Nous pensons qu’il est nécessaire de relancer cette action.

Nous avons également écrit à Naturasì, qui continue à vendre des dattes israéliennes en prétendant qu’elles sont produites dans des kibboutzim pacifistes. Mais en réalité, les kibboutzim ont été dès le début des avant-postes pour étendre les frontières du territoire qu’Israël voulait prendre au peuple palestinien, et les membres des kibboutzim servent régulièrement dans l’armée israélienne, dont la tâche principale est de terroriser la population palestinienne dans les territoires palestiniens occupés et de mener la dépossession et le génocide dans l’ensemble de la Palestine.
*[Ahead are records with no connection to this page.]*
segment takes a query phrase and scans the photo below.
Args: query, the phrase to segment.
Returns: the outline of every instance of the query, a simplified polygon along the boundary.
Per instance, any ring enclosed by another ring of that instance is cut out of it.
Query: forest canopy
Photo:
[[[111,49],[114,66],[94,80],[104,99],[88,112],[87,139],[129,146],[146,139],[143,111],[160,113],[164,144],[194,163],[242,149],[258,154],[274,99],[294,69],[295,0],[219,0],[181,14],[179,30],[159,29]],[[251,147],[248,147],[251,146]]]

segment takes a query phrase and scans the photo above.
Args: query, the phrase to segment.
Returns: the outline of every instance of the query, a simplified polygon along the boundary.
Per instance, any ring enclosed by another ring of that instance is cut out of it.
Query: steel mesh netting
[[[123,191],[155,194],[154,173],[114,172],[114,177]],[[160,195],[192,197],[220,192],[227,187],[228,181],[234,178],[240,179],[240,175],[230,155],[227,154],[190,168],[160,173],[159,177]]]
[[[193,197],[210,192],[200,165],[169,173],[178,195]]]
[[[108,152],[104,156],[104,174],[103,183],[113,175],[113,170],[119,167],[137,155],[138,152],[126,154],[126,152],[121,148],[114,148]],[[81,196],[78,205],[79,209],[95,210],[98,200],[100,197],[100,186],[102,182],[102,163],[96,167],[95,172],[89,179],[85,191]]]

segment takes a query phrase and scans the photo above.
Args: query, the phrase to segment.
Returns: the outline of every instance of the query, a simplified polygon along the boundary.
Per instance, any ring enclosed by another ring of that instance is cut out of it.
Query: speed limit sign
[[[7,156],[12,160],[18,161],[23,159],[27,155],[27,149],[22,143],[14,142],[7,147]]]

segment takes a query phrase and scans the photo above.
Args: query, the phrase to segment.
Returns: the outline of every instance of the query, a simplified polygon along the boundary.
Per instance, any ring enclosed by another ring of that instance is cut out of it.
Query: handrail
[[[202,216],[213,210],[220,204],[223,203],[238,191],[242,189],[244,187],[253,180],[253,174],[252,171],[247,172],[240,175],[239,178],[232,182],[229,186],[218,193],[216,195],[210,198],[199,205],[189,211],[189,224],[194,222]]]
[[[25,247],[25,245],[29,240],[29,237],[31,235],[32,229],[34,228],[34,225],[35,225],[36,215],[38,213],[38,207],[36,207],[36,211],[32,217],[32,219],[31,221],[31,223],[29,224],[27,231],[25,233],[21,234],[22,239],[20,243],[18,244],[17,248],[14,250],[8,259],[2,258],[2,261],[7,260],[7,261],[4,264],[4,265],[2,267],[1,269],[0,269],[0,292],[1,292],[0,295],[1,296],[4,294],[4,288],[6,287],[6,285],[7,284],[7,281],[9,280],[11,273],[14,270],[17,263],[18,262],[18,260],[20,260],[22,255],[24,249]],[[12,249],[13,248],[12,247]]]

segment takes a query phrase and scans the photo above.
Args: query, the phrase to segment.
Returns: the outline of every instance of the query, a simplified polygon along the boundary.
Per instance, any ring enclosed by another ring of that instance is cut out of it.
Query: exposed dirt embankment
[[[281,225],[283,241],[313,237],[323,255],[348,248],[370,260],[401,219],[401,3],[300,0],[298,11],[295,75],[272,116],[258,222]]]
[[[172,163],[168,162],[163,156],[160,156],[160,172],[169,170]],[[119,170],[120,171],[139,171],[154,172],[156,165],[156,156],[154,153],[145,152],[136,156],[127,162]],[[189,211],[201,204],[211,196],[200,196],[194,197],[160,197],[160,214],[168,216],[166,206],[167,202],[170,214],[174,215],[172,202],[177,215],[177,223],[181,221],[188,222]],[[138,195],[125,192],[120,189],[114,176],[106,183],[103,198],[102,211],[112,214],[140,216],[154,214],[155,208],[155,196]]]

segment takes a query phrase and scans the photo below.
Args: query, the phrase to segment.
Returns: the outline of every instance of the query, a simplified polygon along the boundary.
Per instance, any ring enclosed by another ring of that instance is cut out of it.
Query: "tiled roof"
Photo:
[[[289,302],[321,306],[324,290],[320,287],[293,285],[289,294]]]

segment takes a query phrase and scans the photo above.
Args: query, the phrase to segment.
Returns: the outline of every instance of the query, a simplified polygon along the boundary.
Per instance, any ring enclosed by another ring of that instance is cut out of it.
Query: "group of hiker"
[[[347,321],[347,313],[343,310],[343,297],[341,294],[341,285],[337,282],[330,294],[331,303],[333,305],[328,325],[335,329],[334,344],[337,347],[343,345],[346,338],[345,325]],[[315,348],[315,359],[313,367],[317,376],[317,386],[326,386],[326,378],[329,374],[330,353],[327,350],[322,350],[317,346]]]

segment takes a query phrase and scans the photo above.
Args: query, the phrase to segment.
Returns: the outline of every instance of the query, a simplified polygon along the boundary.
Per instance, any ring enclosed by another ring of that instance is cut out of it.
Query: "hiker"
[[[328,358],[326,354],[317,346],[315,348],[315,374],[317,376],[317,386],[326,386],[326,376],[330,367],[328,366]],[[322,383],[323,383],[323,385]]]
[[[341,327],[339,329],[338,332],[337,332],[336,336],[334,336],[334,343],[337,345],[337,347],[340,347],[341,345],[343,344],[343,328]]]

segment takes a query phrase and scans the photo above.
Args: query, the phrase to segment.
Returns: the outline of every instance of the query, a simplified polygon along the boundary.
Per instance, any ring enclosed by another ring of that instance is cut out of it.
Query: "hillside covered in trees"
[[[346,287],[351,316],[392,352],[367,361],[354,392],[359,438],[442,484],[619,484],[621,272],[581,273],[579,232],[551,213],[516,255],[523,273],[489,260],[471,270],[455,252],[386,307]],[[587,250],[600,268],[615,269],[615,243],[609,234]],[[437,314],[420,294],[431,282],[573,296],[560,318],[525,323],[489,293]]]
De plus, Naturasì importe des dattes de ces kibboutzim par l’intermédiaire de Hadiklaim, une coopérative d’exportateurs de dattes qui figure sur la liste noire de l’ONU pour ses relations avec des colonies illégales. La commercialisation de ces dattes relève donc de la complicité. Je cite à nouveau le rapport de Francesca Albanese : l’économie d’occupation d’Israël, basée sur le déplacement et le remplacement, est une économie de génocide, une « entreprise criminelle commune ».

Il y a une trentaine d’années, les campagnes de boycott contre le régime raciste de Pretoria ont altéré les relations commerciales de la République d’Afrique du Sud, qui s’est retrouvée de plus en plus isolée dans tous les domaines économiques culturels sportifs, jusqu’à convaincre les Boers, l’une des communautés les plus racistes du monde, de libérer Nelson Mandela, d’entamer des pourparlers de paix qui ont abouti à la passation pacifique du pouvoir et à des formes de réconciliation au sein d’une République démocratique aux identités plurielles qui ne vivent plus dans des enclos séparés mais s’influencent mutuellement en créant leur propre spécificité nationale.

Voyez-vous des similitudes entre ces deux histoires ?

Il y a des similitudes, et elles ont d’abord été mises en évidence par la solidarité exprimée par la République d’Afrique du Sud elle-même, qui a présenté et documenté l’accusation de génocide devant la Cour internationale de La Haye. Une grande mobilisation internationale se développe également, comme à l’époque, bien qu’avec des retards et face à une forte répression. Malheureusement, les gouvernements occidentaux, des États-Unis, de l’Union européenne et de la majorité de ses États, manquent à leurs obligations d’intervenir pour prévenir le génocide, conformément à la Convention pour la prévention du génocide : ils sont en fait complices et aussi directement responsables, en fournissant des armes, ainsi qu’un soutien logistique et financier au génocide.

Nous ne pouvons pas prédire l’évolution de la situation, mais nous savons qu’en tant que société civile, nous avons l’obligation d’agir, et de manière urgente : chaque jour, nous assistons à des atrocités, des massacres, des violations de tous les droits humains. Nous pensons qu’il est temps que les syndicats, les institutions publiques, les universités et les entreprises comprennent qu’il n’y a plus de temps pour l’hésitation et assument leurs responsabilités.